Il y a une scène de sexe sur la plage qu’on ne peut pas dévoiler, qui est très réussie et rare en BD. Vous aviez des références pour la mettre en scène ?
Étonnamment, Lola l’avait beaucoup écrite dans son synopsis. C’était important pour elle qu’elle soit exactement comme ça. Je l’ai storyboardée dans un train, super concentrée – c’est très dur à dessiner : les cadrages, la logique des corps… J’avais l’impression que tout le wagon voyait par-dessus mon épaule ! Je suis allée en repérage à Hossegor : quand j’ai vu la statue de la Vierge au milieu de la plage, j’ai su que c’était un cadeau visuel. Je me suis rajouté cette contrainte : une plongée avec la statue au-dessus, le petit crucifix au cou… Parfait. 
On associe encore la BD à la jeunesse, et ici l’héroïne est d’abord perçue comme une mère de famille… Comment avez-vous imaginé le public de ce livre ?
J’écris toujours pour une femme qui a mon âge, à plus ou moins dix ans. Et Lola voulait raconter l’histoire d’une femme de plus de 50 ans – qui sont très peu représentées, encore moins en BD. J’ai fait attention à plein de détails dans sa manière d’être, de s’habiller… en espérant que des femmes se disent : « On parle de quelqu’un qui me ressemble et que je ne vois pas souvent. » Et si c’est une bonne BD, la cible, c’est n’importe qui – même sans identification directe. Cerise sur le gâteau si ça résonne chez celles qui se sentent assignées à une case, quel que soit le rapport à la romance ou à la parentalité.
Est-ce que vous croyez que l’art peut changer le monde ?
Je ne sais pas pour « le monde », mais il change ma vie. Il la rend supportable. Le beau peut me guérir, me redonner de l’énergie. Une journée consacrée à une forme d’art, c’est mon spa. Et puis des choses insignifiantes sont devenues « militantes » ces dernières années.

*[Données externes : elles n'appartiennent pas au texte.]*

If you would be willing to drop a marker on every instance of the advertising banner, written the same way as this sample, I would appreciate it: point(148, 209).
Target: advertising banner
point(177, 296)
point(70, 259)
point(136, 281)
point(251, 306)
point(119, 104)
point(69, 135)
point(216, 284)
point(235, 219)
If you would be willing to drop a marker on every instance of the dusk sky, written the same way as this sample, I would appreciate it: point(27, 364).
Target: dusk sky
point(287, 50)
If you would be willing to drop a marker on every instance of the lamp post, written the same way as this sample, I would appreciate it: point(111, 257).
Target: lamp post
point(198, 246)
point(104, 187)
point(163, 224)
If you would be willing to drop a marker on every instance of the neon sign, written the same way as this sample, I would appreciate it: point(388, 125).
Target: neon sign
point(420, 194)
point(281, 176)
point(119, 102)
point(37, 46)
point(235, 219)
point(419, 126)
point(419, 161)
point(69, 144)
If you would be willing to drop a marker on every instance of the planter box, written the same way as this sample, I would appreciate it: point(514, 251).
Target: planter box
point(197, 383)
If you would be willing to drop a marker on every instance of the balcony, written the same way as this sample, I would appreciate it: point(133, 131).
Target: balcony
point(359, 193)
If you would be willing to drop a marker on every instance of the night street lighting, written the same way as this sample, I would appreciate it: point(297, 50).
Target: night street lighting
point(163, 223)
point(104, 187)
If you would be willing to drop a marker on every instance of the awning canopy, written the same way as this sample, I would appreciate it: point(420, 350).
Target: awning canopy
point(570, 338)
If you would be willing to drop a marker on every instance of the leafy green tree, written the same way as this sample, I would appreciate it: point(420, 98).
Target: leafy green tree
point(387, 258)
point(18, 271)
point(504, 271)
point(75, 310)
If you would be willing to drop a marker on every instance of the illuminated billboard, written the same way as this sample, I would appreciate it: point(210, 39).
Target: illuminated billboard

Dire que l’eau, ça mouille, c’est devenu engagé. Des livres sont interdits pour si peu… La preuve que l’art peut encore changer quelque chose, c’est qu’il effraie. Certaines personnes n’ont pas envie de représentations plus diverses – ça bénéficie à des gens, que certaines histoires restent tues. Là où on dérange, on change quelque chose. Je ne prétends pas déranger, mais l’inaction ne mène à rien.